The Short Version: Mercy Rathbone’s father sailed away ten years ago and hasn’t been seen since. Her mother walks the widow’s walk at night, looking for him – and Mercy has been all but forgotten. After a night of surprising violence, she and her cousin Mordecai flee Rathbone House and decide to sail off after Mercy’s father. What they discover is nothing less than the story of the Rathbone family.
The Review: It seemed like such a no-brainer to start this year’s visit to the October Country with a crisp Northeastern sailing novel. After all, some would say that the Great American Novel is a sailing – nay, even a whaling – novel (although having never actually read it, I’d argue that Gatsby is the GAN, but, that’s for another time) and plus, the pen-and-ink drawing on the cover gives me that sensation of autumn. Too bad the weather in New York decided to take a turn for the muggy and awful this past week – and too bad the novel didn’t quite live up to my expectations.
I’m struggling to encapsulate my feelings about this book because I rather feel as though the book doesn’t do a fantastic job at encapsulating itself. It never knows quite what it wants to be and continually undercuts itself whenever it gets too close to being one thing. Is it an adventure novel, in the classic (and Classical) sense? Starts out that way but retrospectively, there’s very little adventure going on. Is it a coming-of-age story? Yes, but there’s also quite a bit of epic family history – to the point that we don’t so much care about our main character as much as we do the other family members.
I think that’s actually my biggest gripe about this book: Mercy was less interesting to me than almost all of the other characters we meet over the course of the novel. Moses Rathbone’s vision (both literally and metaphorically), the golden girls of the Starks, even Mordecai – they’re all more interesting characters than Mercy, because Mercy knows/understands so little.
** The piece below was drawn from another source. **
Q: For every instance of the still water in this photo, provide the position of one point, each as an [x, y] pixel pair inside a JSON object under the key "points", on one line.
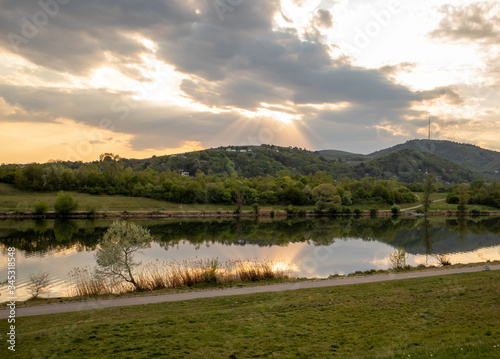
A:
{"points": [[307, 247]]}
She greatly comes of age over the course of the novel but I’m not sure that anything she learns feels entirely… earned, I guess, is the word I want to use. She makes a realization about her father at one point but then… doesn’t really seem to register it for several more chapters. It all just felt hazy.
Indeed, Mercy’s whole quest felt hazy when compared to the rest of the book. Was it originally meant to be an epic retelling of the Odyssey? There are sirens, there are strange other islands of ruined temples and odd families… but Clark rather gives up on the sea journey and that feels like a betrayal to the reader.
At the same time, though, I can kind of understand why. Every time we hear snippets of the family history, those are the stories we’re drawn to. It is more interesting to hear about how the Rathbones rose and fell than it is to hear about their current bottoming out. And Clark’s writing seems to encourage that interpretation – the chapters of history fly by, as fun to read as they must’ve been to write. It can be almost jarring when we suddenly snap back into the somewhat less magical present.
I’m also curious about the Gothic/macabre/magical elements of this story – and why they stay so heavily on the periphery. It’s a setting that should encourage the writer to really go whole-hog: a strange, ramshackle house, a creepy/odd cousin in the attic, strange sexual things not yet understood by children, a cursed family, a dead child. All of the elements are there but Clark seems to pull back each time she gets to the brink – and that’s a shame. The Rathbones clearly had magic in them at one time, with this ability to see into the water, see the course of the whales and understand them – but we never really get into it other than seeing it fade away. While that fade is an interesting plot point to be certain, it’s also… I don’t know, the rest of the world doesn’t seem to support the magic of the Rathbone family. BUT then there are these quirky moments like the current Stark archipelago, the sirens, even the super-old Rathbone wives… I don’t know, there’s just a lack of cohesion to the story and I can’t quite explain it otherwise.
Rating: 3.5 out of 5. I wanted so much more from this book and that’s always the curse, isn’t it? I wanted it to be something that it wasn’t, based simply on the blurb and the cover – and so then my rating becomes about the distance between the two. This is a well-written book, full of feeling and beauty, but it also lacks a certain something, a certain cohesion, that might’ve made it exceptional. Every time the magic sucks you in, there’s something to drop you back out again – that inconsistency is just a bummer.